CEFC positive impacts
Apart from emissions reduction, positive impacts of CEFC investments also result from technologies moving faster along the innovation chain, lowering their costs, and through greater acceptance in financing markets of such new technologies. Positive impacts can also flow from improvements in technology design, supply chain depth, construction practices, operating skills, financing structures and market risk appetite.
Expanding the number of renewable and low carbon technologies deployed in Australia and developing additional new technologies also helps increase future energy optionality.
The CEFC’s investments are demonstrating that they contribute to ‘proving‑up’ new technologies in an Australian context, increasing the financial sector’s knowledge base about them.
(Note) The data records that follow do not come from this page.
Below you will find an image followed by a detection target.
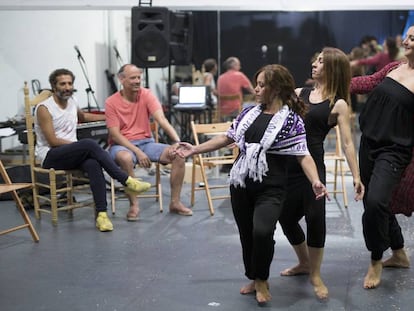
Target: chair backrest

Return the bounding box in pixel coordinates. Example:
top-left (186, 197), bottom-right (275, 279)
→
top-left (190, 121), bottom-right (238, 159)
top-left (23, 82), bottom-right (52, 170)
top-left (150, 120), bottom-right (159, 143)
top-left (23, 82), bottom-right (52, 181)
top-left (191, 121), bottom-right (232, 146)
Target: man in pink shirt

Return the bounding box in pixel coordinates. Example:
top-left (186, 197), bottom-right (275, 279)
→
top-left (105, 64), bottom-right (193, 220)
top-left (217, 57), bottom-right (255, 121)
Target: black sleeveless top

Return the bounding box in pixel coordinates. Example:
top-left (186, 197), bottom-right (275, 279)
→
top-left (288, 87), bottom-right (335, 177)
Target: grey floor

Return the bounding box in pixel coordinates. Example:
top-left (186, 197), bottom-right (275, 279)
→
top-left (1, 168), bottom-right (414, 311)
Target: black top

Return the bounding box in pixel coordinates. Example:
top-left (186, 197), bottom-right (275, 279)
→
top-left (287, 88), bottom-right (334, 177)
top-left (359, 77), bottom-right (414, 147)
top-left (243, 111), bottom-right (288, 186)
top-left (245, 112), bottom-right (273, 143)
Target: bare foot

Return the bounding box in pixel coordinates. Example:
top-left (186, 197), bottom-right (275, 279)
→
top-left (126, 206), bottom-right (140, 221)
top-left (169, 201), bottom-right (193, 216)
top-left (310, 275), bottom-right (328, 300)
top-left (240, 281), bottom-right (255, 295)
top-left (255, 280), bottom-right (271, 304)
top-left (280, 263), bottom-right (310, 276)
top-left (363, 260), bottom-right (382, 289)
top-left (383, 249), bottom-right (410, 268)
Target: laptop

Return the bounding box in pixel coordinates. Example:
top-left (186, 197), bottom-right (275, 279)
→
top-left (174, 85), bottom-right (208, 111)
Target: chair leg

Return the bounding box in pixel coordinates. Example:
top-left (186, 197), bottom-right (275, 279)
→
top-left (333, 160), bottom-right (339, 199)
top-left (155, 168), bottom-right (163, 213)
top-left (11, 190), bottom-right (40, 242)
top-left (199, 163), bottom-right (214, 216)
top-left (111, 178), bottom-right (116, 215)
top-left (32, 186), bottom-right (41, 220)
top-left (49, 172), bottom-right (58, 226)
top-left (190, 159), bottom-right (196, 207)
top-left (339, 161), bottom-right (348, 208)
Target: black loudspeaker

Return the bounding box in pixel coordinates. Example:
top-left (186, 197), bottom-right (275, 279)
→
top-left (131, 7), bottom-right (170, 68)
top-left (170, 11), bottom-right (194, 65)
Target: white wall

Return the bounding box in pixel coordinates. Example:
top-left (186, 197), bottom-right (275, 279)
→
top-left (0, 9), bottom-right (171, 151)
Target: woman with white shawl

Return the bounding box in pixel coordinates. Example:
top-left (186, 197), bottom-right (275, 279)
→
top-left (177, 64), bottom-right (328, 305)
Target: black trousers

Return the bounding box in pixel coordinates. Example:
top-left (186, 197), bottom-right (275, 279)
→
top-left (43, 138), bottom-right (129, 212)
top-left (359, 136), bottom-right (412, 260)
top-left (231, 177), bottom-right (286, 281)
top-left (279, 172), bottom-right (326, 248)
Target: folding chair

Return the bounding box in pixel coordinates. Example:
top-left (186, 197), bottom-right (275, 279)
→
top-left (0, 159), bottom-right (39, 242)
top-left (190, 121), bottom-right (237, 215)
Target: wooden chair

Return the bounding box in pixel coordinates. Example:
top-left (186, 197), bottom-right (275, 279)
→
top-left (24, 82), bottom-right (94, 226)
top-left (110, 121), bottom-right (163, 214)
top-left (190, 121), bottom-right (237, 215)
top-left (0, 159), bottom-right (39, 242)
top-left (324, 125), bottom-right (348, 208)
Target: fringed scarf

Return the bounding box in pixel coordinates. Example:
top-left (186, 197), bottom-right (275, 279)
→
top-left (229, 104), bottom-right (290, 188)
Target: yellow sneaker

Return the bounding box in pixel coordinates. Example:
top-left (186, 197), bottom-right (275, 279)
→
top-left (125, 177), bottom-right (151, 195)
top-left (96, 212), bottom-right (113, 232)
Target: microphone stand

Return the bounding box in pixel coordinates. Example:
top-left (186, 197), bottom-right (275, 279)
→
top-left (114, 46), bottom-right (124, 67)
top-left (75, 47), bottom-right (100, 112)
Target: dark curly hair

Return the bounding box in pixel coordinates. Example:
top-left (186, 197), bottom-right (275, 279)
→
top-left (253, 64), bottom-right (307, 118)
top-left (48, 68), bottom-right (75, 89)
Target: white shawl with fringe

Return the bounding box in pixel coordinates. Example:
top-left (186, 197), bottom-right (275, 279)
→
top-left (229, 104), bottom-right (290, 188)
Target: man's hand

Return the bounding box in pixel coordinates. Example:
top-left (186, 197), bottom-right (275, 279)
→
top-left (136, 151), bottom-right (151, 168)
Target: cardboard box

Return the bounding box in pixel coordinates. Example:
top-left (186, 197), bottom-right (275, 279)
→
top-left (183, 162), bottom-right (204, 184)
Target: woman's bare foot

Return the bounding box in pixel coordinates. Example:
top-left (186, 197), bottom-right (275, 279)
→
top-left (383, 249), bottom-right (410, 268)
top-left (240, 281), bottom-right (256, 295)
top-left (280, 263), bottom-right (310, 276)
top-left (169, 201), bottom-right (193, 216)
top-left (363, 260), bottom-right (382, 289)
top-left (255, 280), bottom-right (271, 304)
top-left (310, 275), bottom-right (328, 300)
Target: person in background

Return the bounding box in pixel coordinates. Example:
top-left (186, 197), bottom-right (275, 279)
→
top-left (278, 47), bottom-right (364, 300)
top-left (348, 46), bottom-right (367, 113)
top-left (105, 64), bottom-right (193, 221)
top-left (217, 56), bottom-right (255, 121)
top-left (202, 58), bottom-right (218, 107)
top-left (35, 68), bottom-right (151, 232)
top-left (350, 25), bottom-right (414, 289)
top-left (177, 64), bottom-right (328, 305)
top-left (351, 36), bottom-right (399, 72)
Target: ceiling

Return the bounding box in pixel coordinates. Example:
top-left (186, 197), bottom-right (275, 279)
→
top-left (1, 0), bottom-right (413, 11)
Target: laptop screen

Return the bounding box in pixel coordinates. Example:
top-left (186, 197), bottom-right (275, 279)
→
top-left (178, 85), bottom-right (207, 105)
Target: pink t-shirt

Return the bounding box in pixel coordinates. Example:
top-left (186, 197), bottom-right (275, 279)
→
top-left (217, 69), bottom-right (252, 115)
top-left (105, 88), bottom-right (161, 145)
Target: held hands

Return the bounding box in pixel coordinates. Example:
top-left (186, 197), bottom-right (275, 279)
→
top-left (312, 181), bottom-right (330, 201)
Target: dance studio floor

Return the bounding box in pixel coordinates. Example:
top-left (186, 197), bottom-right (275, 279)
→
top-left (1, 168), bottom-right (414, 311)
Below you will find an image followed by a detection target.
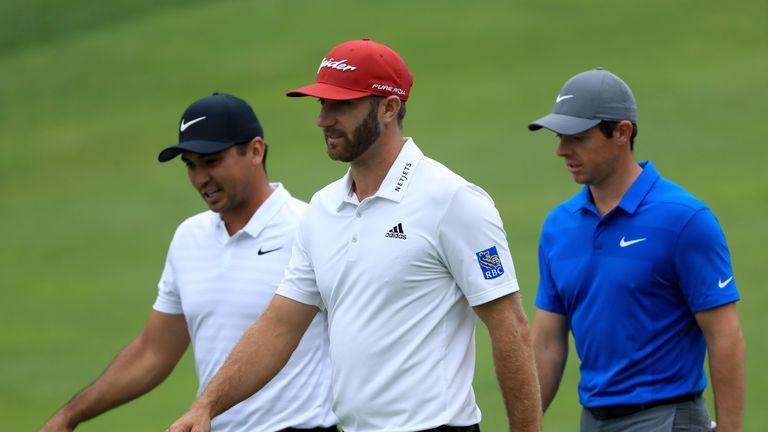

In turn, this helps lower the deployment cost for subsequent projects, creating pathways for similar transactions.
The CEFC investment activity is also contributing to creating a wider and deeper knowledge base across investor classes including retail investors and superannuation funds. This base will increase as investment in the clean energy sector grows and diversifies.
The investment activity by the CEFC is contributing to building and maintaining local market capacity and technological know‑how, engineering, manufacturing capability and helping strengthen localised supply chains, which in turn creates jobs for Australians, helping positively impact economic growth.